Au-delà de la dyarchie euro-dollar. Dix thèses sur la crise, l'hégémonie monétaire et l'impérialisme



de Vladimiro Giacchè, économiste italien



sur le premier numéro de 2009 de Marxismo Oggi



Traduction JC pour http://solidarite-internationale-pcf.over-blog.net/



1) A l'origine de la crise se trouve une énorme sur-production de capitaux et de marchandises



Sur les causes de la crise actuelle, tout a été dit. Des banquiers avides, des acheteurs de maisons 

naïfs, des agences comptables étourdies ou corrompues: tout ou presque a été remis en question. Tout, sauf ce qui est vraiment important. La finance déréglementée et le crédit facile, qui sont devenus le bouc émissaire commode (ainsi qu'un défouloir) pour les analystes et les spécialistes des questions économiques, ne sont pas la cause de cette crise. L'énorme explosion de l'endettement à l'échelle mondiale qui a précédé l'explosion de la crise (avec des actifs financiers qui en 2007 avaient dépassé les 350% du PIB Mondial) a permis d'atteindre trois objectifs: 1) il a permis de construire des produits financiers (tels les cartes de crédit, mais aussi les prêts subprimes) à travers lesquels, en particulier dans les pays anglo-saxons, les travailleurs qui gagnaient moins qu'avant ont pu continuer à consommer comme avant; 2) il a maintenu à flots des entreprises menacées de faillite (grâce à des crédits obtenus à des taux extrêmement favorables); 3) il a offert un échappatoire avantageux à des capitaux qui fuyaient l'emploi industriel désormais trop peu profitable. En d'autres termes: la finance n'est pas la maladie. C'est la drogue qui nous a permis de ne pas nous rendre compte des syptômes. Et aboutissant à son amplification dans le temps et à son intensification. La maladie, donc la crise de la surproduction de capitaux que de marchandises, s'est finalement manifestée avec violence à l'été 2007, et prend désormais toutes les caractéristiques d'une véritable « crise générale » qui touche au moins tout l'Occident Capitaliste, si ce n'est le monde entier.

 



2) L'hégémonie du dollar est un élément fondamental du mécanisme qui a emmené à la crise actuelle.

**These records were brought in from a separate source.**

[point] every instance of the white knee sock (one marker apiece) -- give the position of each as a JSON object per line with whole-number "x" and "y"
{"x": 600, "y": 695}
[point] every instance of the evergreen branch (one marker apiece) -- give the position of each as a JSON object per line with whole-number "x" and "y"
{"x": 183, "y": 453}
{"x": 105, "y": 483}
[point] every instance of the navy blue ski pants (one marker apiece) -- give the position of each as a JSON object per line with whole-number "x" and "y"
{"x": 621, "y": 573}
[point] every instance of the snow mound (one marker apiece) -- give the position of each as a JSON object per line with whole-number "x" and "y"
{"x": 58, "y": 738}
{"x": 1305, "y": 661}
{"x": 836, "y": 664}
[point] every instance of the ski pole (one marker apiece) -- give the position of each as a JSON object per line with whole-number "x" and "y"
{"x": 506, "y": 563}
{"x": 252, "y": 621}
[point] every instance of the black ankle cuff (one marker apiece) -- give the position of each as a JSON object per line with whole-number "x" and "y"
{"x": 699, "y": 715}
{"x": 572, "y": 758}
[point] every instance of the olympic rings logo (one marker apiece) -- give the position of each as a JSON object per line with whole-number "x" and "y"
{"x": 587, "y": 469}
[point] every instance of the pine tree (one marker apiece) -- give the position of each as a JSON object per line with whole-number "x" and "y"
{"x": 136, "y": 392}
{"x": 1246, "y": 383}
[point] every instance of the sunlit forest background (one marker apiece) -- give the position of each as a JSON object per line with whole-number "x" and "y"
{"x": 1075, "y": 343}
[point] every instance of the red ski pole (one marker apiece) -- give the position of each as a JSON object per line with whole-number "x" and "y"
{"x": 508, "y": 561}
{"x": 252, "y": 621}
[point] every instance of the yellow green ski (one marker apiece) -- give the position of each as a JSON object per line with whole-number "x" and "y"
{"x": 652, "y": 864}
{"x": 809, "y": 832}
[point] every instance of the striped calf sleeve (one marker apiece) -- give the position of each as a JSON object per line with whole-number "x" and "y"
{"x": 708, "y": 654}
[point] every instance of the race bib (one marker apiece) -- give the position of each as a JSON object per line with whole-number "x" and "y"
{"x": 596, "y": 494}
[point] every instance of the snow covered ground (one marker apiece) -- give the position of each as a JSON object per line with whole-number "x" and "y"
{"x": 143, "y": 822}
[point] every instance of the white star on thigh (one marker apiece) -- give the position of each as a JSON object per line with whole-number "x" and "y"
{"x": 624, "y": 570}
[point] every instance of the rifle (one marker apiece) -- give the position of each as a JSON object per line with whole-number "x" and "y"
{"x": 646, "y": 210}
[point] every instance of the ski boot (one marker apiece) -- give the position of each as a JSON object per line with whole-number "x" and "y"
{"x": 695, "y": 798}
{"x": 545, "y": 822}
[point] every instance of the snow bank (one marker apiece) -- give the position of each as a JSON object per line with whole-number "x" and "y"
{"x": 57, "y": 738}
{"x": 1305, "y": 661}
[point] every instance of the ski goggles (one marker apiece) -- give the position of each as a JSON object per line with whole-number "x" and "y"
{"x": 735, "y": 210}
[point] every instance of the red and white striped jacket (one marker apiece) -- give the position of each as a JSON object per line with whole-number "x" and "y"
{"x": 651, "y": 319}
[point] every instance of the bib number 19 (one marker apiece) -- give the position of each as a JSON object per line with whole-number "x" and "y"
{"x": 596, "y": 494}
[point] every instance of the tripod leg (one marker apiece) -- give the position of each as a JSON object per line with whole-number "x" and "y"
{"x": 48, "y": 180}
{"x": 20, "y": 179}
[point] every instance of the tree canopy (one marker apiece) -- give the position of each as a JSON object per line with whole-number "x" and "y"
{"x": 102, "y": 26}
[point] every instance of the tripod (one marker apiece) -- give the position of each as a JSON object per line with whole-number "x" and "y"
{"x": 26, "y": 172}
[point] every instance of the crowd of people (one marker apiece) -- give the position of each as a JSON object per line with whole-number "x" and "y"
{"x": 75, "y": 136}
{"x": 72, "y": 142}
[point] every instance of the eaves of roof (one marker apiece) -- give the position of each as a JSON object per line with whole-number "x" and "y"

Mais qu'est-ce qui a permis ce crédit facile? Répondre à cette question est très simple: la politique monétaire expansive de la FED états-unienne, qui est entrée en action à plusieurs reprises. Cette politique monétaire a favorisé la création de la bulle de la nouvelle économie (1999-2000), elle a joué un rôle clé dans la lutte contre la récession de 2001 (avec l'excuse du 11 septembre – alors que la récession avait déjà commencé depuis mars 2001), et puis elle a accompagné la bulle immobilière jusqu'à que celle-ci explose en 2006. Ce qu'il faut retenir, c'est que cette politique a été rendue possible par une caractéristique unique du dollar: son statut de monnaie internationale de réserve, le fait qu'elle continue à être « la monnaie mondiale » en dépit de la fin de la convertibilité-or (1971) et d'une balance commerciale négative depuis 1976. Seulement ce « privilège exorbitant » du dollar, lié en particulier au paiement en dollar des matières premières (surtout énergétiques) a permis aux Etats-Unis de continuer à attirer des capitaux tout en pratiquant une politique de taux d'intérêts bas. Tout autre pays que les Etats-Unis qui consommerait plus qu'il ne produirait, aurait payé cette politique monétaire par une crise de l'endettement comme celles que subissent la plupart des pays émergeants.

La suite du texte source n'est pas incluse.